また,窃盗犯人が,本件ガレージ内で本件車両を盗み出すのに必要な作業をする場合であっても,本件車両をレッカー車などで搬出する非自走式による場合には,当該レッカー車等については,戸外に置かなければならない。しかし,ガレージ全体で50台分もの駐車場があり(前記1(2)で引用した原判決11頁イ(ア)),いつこれらの車両が出入りするかも知れない戸外にレッカー車を置くことは,犯行が発覚するおそれがあって,にわかに考え難い。

ウ 真正キーの使用

控訴人は,「本件では,本件車両の旧所有者が,引渡し未了の真正キーを使用又は複製し,あるいは海外で真正キーの再発行を受けて,真正キーを用いて本件車両を窃取した可能性もある。」旨主張する。

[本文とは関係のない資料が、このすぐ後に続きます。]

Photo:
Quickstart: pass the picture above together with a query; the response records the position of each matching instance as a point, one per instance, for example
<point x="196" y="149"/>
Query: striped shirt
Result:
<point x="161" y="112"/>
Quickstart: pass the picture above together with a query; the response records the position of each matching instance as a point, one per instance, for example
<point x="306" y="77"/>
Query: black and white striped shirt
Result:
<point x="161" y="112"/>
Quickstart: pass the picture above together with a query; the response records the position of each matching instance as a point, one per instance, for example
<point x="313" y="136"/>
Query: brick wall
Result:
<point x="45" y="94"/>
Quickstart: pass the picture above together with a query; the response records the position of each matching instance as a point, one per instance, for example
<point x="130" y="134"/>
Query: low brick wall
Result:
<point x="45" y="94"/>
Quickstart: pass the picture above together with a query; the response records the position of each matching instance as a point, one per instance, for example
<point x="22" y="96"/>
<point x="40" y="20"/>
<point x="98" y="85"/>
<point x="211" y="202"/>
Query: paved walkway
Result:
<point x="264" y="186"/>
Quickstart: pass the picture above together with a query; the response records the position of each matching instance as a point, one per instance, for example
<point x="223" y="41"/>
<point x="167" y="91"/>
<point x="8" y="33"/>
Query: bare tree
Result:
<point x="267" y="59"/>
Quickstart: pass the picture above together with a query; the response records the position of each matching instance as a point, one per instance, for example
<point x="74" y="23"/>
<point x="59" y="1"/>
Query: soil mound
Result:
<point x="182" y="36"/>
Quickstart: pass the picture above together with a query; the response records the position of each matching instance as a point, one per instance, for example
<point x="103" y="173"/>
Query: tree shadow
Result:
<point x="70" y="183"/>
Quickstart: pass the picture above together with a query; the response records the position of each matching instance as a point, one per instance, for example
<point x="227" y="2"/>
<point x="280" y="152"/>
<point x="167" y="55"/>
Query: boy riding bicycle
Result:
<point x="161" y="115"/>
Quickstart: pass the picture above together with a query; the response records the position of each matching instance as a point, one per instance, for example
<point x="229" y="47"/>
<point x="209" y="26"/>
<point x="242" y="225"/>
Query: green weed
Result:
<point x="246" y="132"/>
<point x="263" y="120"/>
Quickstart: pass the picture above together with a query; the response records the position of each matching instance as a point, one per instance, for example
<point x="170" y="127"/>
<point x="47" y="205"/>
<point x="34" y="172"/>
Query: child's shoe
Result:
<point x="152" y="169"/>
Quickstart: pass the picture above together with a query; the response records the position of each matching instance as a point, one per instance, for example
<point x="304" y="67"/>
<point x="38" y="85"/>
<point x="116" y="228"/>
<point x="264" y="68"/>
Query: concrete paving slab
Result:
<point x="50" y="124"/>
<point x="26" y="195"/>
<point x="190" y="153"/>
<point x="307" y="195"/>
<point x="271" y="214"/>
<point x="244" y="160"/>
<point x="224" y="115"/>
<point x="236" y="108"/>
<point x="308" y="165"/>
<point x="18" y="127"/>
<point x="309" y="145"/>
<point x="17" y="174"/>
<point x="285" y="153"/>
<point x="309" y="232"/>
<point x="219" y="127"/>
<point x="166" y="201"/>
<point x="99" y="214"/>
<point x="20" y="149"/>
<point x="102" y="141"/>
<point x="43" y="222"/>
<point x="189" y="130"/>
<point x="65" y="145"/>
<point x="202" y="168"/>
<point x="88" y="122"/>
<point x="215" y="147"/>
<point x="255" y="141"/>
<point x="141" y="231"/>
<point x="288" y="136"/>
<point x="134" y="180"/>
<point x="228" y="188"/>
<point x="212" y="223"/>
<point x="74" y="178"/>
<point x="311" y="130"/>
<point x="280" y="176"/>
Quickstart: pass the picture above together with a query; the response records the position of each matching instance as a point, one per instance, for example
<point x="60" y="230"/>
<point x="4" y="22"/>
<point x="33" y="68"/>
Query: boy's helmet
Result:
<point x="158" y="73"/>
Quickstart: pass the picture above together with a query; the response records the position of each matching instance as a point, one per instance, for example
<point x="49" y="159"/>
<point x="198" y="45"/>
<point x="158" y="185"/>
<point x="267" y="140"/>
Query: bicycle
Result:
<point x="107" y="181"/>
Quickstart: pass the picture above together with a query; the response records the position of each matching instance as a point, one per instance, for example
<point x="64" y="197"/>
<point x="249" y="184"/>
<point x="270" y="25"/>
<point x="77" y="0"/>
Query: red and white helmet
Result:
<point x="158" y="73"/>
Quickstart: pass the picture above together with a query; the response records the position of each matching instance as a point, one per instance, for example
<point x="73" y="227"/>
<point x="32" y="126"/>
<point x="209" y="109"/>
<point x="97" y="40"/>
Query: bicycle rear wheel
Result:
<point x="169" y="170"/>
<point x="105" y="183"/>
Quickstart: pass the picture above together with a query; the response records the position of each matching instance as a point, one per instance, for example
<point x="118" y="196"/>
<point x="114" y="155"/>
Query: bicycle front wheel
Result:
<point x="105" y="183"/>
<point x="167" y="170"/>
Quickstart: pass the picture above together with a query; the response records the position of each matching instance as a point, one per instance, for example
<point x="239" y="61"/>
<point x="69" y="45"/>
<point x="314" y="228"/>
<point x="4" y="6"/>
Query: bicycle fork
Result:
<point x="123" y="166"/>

しかし,控訴人は,本件車両について,製造後,控訴人が所有するに至るまでの所有権移転経過や,旧所有者が本件車両を窃取する可能性のある人物,法人であるかなどについて,何ら具体的な主張,立証をしておらず,ただ闇雲に,思いつきで,本件車両の旧所有者が,真正キーを使用して,本件車両を窃取した可能性があると主張しているだけであると解するほかない。

それゆえ,このような抽象的な主張だけでは,控訴人の上記主張を採用することはできない。

エ まとめ

このように,控訴人は,本件車両が盗難にあった可能性について種々主張するが,上記アないしウで判断したところに加え,本件全証拠によっても,本件ガレージ又はその周辺において,本件車両の盗取を裏付けるべき何らの痕跡ないし遺留品を認めることはできない。

このこともまた不自然であって,控訴人が種々主張する盗取の方法が,あくまでも抽象的なものに止まっていることを裏付けるに足るものである。

(2)甲山の本件事故前の言動

ア 家族限定特約を外したこと

(ア)控訴人は,「甲山は,被保険車両を本件車両に変更する際,保険料を増額させてまで家族限定特約を外している。これは,甲山が本件車両を引き続き保有していく意思があったからであり,本件車両の盗難事故を偽装することなど全く考えていなかった証左である。」旨主張する。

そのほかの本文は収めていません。